In order for your two way radio to receive a signal it needs an antenna to help pick up the transmitters radio waves from space. In addition your walkie talkie needs a tuner as the antenna will pick up thousands of sine waves. The job of a tuner is to separate one sine wave from the thousands of radio signals that the antenna receives. Tuners work using a principle called resonance. That is, tuners resonate at, and amplify one particular frequency and ignore all the other frequencies in the air. The tuner causes the radio to receive just one sine wave frequency.
Now the radio has to extract the audio out of the sine wave. This is done with a part of the radio called a demodulator. The radio next amplifies the signal and sends it to the speaker or other audio accessory. The amplifier is made of one or more transistors (more transistors means more amplification and therefore more power to the speakers).

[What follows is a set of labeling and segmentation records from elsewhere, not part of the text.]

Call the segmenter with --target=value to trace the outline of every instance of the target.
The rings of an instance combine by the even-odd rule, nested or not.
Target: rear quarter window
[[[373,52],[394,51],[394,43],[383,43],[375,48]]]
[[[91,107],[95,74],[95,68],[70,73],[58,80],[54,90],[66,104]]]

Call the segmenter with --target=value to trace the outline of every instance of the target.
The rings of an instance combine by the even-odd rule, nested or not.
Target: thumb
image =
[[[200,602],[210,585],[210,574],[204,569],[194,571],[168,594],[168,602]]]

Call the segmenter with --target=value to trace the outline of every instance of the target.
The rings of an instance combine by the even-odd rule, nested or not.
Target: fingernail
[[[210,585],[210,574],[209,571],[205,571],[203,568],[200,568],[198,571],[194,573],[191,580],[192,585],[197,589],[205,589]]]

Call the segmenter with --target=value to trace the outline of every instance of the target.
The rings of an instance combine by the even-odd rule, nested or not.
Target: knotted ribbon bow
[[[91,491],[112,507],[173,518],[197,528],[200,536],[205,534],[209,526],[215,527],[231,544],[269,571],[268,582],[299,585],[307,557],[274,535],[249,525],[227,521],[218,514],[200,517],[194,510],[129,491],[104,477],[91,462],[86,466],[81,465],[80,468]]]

You have probably noticed that almost every radio you see (like your mobile phone, the radio in your car, etc.) has an antenna. Antennas come in all shapes and sizes, depending on the frequency the antenna is trying to receive. The antenna can be anything from a long, stiff wire (as in the AM/FM radio antennas on most cars) to concave dish shaped antennas such as those used for satellite communications. Radio transmitters also use extremely tall antenna towers to transmit their signals. The idea behind an antenna in a radio transmitter is to launch the radio waves into space. In a receiver, the idea is to pick up as much of the transmitter's power as possible and supply it to the tuner.
The size of an optimum radio antenna is related to the frequency of the signal that the antenna is trying to transmit or receive. The reason for this relationship has to do with the speed of light, and the distance electrons can travel as a result. The speed of light is 186,000 miles per second (300,000 kilometres per second).
Antennas
Antennas are optimized for the frequency they operate at so for lower frequencies a longer antenna is required. You will notice that on some two way radios antenna lengths vary, even when operating on the same band. This to allow the radios to be carried more easily but shortening the antenna does impact on the performance of the radio. For a mobile phone working at 900 MHz, on the other hand, the optimum antenna size is about 8.3 cm or 3 inches. This is why cell phones can have such short antennas.
Radio Frequencies
A radio wave is an electromagnetic wave propagated by an antenna. Radio waves have different frequencies, and by tuning a radio receiver to a specific frequency you can pick up a specific signal.
In the United Kingdom, OFCOM (Office of Communications) decides who is able to use which frequencies for which purposes, and it issues licenses to radio users.